The tips I offered to stage three businesses still apply when hiring in stage four. But, there are some additional important factors that come into play in stage four.
In a stage four business, you’re generally doing between $1 and $3 million in annual sales, with 11–25 employees. You can’t have everyone reporting to you and you have to hire outside your network of friends and family. But your investment dollars in new hires would be more productive under your mattress if you don’t get the hiring right. Here are three time-tested principles to help you get it right:
- Relinquish control of some things. This is tough because the stage four entrepreneur built a seven-figure business through grit, hustle, sales, and marketing savvy and controlling every detail. These are the very skills that helped the business get to seven figures. But, the game changes at stage 4—now it’s more about leading people. Don’t get me wrong, you still have to sell. But now you need to relinquish some control to your people. I tell stage four and five businesses all the time that entrepreneurship is an exercise in relinquishing control. If they don’t do it, they’ll grip so hard they’ll strangle the growth of the business.
- Articulate your purpose, values, and mission. This is something you don’t relinquish control of. Your purpose, values, and mission are the soul of your company. When you make these clear and co-create them with your team, it becomes possible for the control-freak entrepreneur (it takes one to know one) to gradually relinquish control as the company grows.
- Hire a three-person leadership team that fits your purpose, values, and mission.
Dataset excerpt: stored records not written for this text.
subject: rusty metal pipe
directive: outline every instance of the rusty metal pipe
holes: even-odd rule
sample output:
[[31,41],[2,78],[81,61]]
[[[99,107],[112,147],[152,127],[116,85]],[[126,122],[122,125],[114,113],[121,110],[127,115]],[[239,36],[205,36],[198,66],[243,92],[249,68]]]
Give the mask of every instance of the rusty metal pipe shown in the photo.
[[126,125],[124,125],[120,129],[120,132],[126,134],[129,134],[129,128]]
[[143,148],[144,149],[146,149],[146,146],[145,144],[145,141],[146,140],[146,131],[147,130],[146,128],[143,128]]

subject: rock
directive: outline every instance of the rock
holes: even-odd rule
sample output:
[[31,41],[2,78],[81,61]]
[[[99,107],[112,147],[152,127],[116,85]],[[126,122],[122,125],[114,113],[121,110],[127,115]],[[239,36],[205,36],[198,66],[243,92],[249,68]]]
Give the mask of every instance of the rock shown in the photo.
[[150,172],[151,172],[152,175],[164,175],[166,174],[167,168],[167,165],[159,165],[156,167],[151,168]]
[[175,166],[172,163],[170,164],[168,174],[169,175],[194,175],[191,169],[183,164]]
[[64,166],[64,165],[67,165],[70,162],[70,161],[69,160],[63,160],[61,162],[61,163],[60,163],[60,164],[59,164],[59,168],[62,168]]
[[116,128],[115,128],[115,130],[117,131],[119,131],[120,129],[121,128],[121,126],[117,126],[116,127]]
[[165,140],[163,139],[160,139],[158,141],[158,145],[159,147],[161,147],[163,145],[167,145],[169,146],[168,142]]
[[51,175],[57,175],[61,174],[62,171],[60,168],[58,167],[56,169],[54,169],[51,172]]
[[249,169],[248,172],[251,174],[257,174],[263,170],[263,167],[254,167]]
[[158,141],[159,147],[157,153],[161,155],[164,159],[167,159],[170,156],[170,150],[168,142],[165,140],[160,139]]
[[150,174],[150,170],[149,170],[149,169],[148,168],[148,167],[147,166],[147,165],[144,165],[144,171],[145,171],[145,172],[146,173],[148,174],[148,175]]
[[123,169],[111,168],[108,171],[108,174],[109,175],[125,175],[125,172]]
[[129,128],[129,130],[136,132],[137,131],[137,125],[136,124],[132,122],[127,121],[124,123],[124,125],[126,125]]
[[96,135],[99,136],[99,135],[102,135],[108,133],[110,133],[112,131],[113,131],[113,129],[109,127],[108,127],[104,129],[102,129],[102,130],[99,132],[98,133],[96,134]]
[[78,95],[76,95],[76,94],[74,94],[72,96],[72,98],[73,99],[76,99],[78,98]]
With 11–25 employees, you’ll need two or three leaders who are a great cultural fit (they are 100 percent bought in to your purpose, values, and mission). When you have a leadership team like this, they’ll share your vision, they’ll execute according to your purpose and values, they’ll hire people who fit your culture. You become a true leadership team, taking a huge load off your shoulders, allowing you to let go of the details, stop sweating the small stuff and enjoy your business and life. It is miraculous for business owners when they get this right.
This is not easy stuff. My team and I teach workshops on this at Keap for stage four and stage five “Elite” entrepreneurs who want to get to $10 million and beyond. But if the business owner is gripping so tight that he won’t relinquish any control, it’s virtually impossible for the business to hire properly, thereby stalling growth and ensuring frustration for the business owner.
SBS Idea of the Day: Are you gripping too tight, choking your business growth and alienating your employees who feel disempowered by your micromanagement? If you are, welcome to the club! Now, resolve to co-create your purpose, values, and mission so that you can get out of the trap you’re in. Read Chapter 2 of “Beyond Entrepreneurship” by Jim Collins to learn how to set your purpose, values, and mission.